According to Jonathan Wright's Reuters wire story, Khaled Fattal at the Multilingual Internet Names Consortium (MINC) has the goal of "enabling Arabs unfamiliar with the Latin script to use the Internet in Arabic alone", and suggests that "given enough funding, say $6 million, his organisation could produce tangible results within nine months". Note that the issue is only the use of Arabic in domain names and other aspects of URLs -- web pages can now be displayed correctly in Arabic script in all the major browsers, and there are a large and growing number of Arabic-language web sites. I'm puzzled that the article doesn't mention the fact that ICANN announced a plan almost a year ago, to permit web addresses in any Unicode-supported language -- which certainly includes Arabic.
ICANN's announced plan was based on a reversible encoding from Unicode into ASCII (cleverly if undiplomatically called "punycode"), rather than on modifying the web's infrastructure to permit Unicode directly in domain names.
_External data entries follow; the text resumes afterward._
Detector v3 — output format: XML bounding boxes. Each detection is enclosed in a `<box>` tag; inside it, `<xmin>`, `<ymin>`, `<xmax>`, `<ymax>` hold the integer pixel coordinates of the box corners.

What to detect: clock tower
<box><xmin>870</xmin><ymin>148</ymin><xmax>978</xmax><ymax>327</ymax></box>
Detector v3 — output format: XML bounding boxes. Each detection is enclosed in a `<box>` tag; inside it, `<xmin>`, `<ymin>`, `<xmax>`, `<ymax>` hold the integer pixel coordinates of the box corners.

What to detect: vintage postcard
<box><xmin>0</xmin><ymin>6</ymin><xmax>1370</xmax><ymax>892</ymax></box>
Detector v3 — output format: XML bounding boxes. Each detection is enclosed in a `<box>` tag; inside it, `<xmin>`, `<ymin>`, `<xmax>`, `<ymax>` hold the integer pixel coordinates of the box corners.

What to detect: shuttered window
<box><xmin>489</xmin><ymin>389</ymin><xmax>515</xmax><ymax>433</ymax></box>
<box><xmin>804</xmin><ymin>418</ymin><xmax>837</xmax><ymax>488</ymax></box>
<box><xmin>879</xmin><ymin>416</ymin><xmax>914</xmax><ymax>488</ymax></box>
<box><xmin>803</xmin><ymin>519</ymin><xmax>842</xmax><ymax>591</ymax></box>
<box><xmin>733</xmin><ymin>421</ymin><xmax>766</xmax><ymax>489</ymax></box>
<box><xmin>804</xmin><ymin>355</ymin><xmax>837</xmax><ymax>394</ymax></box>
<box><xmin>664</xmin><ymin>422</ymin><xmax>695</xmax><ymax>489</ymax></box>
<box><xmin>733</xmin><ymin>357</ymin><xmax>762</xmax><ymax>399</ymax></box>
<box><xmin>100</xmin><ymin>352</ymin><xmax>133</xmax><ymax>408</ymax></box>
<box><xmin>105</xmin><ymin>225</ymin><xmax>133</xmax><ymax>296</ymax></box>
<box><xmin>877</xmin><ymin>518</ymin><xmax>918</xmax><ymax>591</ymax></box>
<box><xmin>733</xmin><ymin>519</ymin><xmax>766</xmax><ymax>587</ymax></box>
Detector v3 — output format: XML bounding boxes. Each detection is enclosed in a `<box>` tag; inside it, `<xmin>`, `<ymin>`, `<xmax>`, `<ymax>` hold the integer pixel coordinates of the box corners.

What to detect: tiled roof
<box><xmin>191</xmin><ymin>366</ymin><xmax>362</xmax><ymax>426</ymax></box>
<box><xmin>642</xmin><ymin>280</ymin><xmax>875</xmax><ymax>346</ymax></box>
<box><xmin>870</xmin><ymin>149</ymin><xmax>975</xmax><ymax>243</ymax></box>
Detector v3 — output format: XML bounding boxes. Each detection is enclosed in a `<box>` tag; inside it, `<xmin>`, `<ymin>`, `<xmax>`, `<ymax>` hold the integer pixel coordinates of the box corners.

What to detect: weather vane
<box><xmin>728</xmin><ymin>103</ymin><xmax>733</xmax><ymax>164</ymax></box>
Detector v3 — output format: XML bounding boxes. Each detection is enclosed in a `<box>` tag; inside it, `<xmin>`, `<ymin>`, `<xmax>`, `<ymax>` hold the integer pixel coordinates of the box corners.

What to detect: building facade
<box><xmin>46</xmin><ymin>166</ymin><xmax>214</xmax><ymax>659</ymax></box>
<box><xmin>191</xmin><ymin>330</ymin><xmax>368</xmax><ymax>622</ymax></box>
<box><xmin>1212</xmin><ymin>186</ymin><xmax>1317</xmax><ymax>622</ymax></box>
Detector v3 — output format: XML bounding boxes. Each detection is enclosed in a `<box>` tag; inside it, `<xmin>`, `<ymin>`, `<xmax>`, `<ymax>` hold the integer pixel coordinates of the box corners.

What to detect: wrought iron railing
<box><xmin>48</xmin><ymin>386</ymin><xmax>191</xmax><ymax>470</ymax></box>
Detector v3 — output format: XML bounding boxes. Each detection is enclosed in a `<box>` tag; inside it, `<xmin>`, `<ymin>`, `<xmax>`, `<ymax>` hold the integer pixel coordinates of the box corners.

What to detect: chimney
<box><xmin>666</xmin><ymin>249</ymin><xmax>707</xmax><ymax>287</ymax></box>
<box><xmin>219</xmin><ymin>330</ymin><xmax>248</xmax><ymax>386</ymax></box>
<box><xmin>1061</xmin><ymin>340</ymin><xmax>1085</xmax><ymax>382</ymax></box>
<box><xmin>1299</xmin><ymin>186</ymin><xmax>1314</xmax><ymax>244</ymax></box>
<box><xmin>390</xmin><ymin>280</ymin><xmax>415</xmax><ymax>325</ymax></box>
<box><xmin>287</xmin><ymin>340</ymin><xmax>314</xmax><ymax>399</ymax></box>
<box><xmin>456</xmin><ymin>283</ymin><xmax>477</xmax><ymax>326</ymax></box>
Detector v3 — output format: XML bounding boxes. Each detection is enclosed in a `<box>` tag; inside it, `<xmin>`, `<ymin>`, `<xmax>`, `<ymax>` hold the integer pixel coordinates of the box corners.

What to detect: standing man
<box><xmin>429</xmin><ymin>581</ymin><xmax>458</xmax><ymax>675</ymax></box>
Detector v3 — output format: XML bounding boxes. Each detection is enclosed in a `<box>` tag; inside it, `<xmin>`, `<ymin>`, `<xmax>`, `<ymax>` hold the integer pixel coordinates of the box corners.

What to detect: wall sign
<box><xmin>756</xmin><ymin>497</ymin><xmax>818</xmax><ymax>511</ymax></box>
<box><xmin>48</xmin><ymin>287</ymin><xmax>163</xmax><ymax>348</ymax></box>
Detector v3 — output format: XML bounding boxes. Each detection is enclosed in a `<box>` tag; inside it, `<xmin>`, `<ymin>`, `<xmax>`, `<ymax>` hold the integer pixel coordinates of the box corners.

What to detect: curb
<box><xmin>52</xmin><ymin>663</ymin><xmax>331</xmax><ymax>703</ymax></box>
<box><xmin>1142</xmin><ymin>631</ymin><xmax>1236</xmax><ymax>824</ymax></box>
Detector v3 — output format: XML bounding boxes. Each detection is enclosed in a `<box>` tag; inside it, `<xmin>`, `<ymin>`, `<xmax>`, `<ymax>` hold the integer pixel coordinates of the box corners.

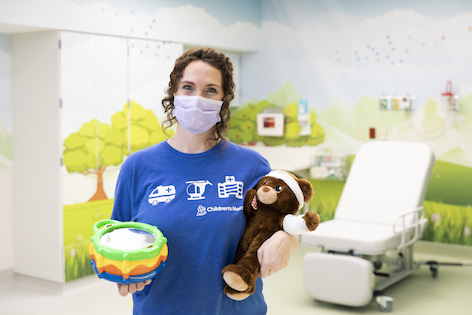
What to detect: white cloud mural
<box><xmin>242</xmin><ymin>10</ymin><xmax>472</xmax><ymax>108</ymax></box>
<box><xmin>0</xmin><ymin>0</ymin><xmax>260</xmax><ymax>51</ymax></box>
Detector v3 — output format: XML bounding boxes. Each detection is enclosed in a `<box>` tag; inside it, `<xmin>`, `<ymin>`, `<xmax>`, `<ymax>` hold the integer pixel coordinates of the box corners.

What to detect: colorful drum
<box><xmin>90</xmin><ymin>220</ymin><xmax>168</xmax><ymax>284</ymax></box>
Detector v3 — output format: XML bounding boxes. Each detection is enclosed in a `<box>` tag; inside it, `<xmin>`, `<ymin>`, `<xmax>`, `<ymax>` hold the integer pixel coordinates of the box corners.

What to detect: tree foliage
<box><xmin>63</xmin><ymin>101</ymin><xmax>173</xmax><ymax>200</ymax></box>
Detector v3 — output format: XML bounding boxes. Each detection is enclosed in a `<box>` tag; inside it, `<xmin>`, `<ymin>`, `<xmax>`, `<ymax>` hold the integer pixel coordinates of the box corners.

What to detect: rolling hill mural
<box><xmin>229</xmin><ymin>81</ymin><xmax>472</xmax><ymax>245</ymax></box>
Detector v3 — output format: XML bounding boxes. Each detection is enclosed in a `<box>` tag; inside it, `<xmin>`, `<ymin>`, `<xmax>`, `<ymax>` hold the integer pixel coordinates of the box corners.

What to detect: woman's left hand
<box><xmin>257</xmin><ymin>230</ymin><xmax>298</xmax><ymax>278</ymax></box>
It's clear that the proposed solution has some problems, since the domain-name proposal doesn't seem to have gone much of anywhere in the past year -- though Mozilla has supported "punycode" since rel. 1.4 -- but it would nice to know what the problems are. The Reuters article hints that the difficulties might be more political than technical -- "[t]he Arab Internet community has ... wasted several years in disagreement over which characters are essential and how to map them into computer code". But maybe there are technical issues with "punycode" too. In any case, the reporter is pretty thoroughly clueless -- or has been made to seem so by his editor(s) -- since (for example) the word "Unicode" doesn't occur anywhere in the article.
What really puzzles me, though, is the quote from Paul Verhoef, identified as "a vice president at the International Corporation for Internet Names and Numbers (ICANN)". Verhoef is represented as saying that "What Khaled says is true, because if you only speak Arabic, why would you be interested in the Internet?"
Uh, because you can read thousands of newspapers and magazines, and millions of discussion groups and information and advocacy sites in Arabic? Like, the same reason anyone else would be interested in the internet?
When you read something this dumb in a news story, it's time for the old attributional abduction tango...
...we can't tell: was the journalist or news release writer misled by the source? did the journalist misremember, misunderstand or invent something independently? was the piece subverted by an editor, accidentally in the course of hasty re-writing, or on purpose due to conceptual confusion or some independent agenda?
I'll file this one tentatively under the general heading of "Reuters anti-globalization prejudice", along with the infamous Korean tongue-cutting story. After all, Paul Verhoef, as a former "Advisor to the Director-General" of the European Commission, and head of "a team with responsibility for international policies in telecommunications, Internet, e-commerce, and Information Society" for the "DG Information Society in Brussels", can't possibly be that badly informed and illogical, right?
I'm sorry that this seems to be "beat up on Reuters week" here at the Language Log. I really don't have any anti-Reuters animus. I just read the news via Google's news aggregator, and the Reuters wire offering is often among the top few stories in a given cluster, and beyond that, I just calls 'em as I sees 'em.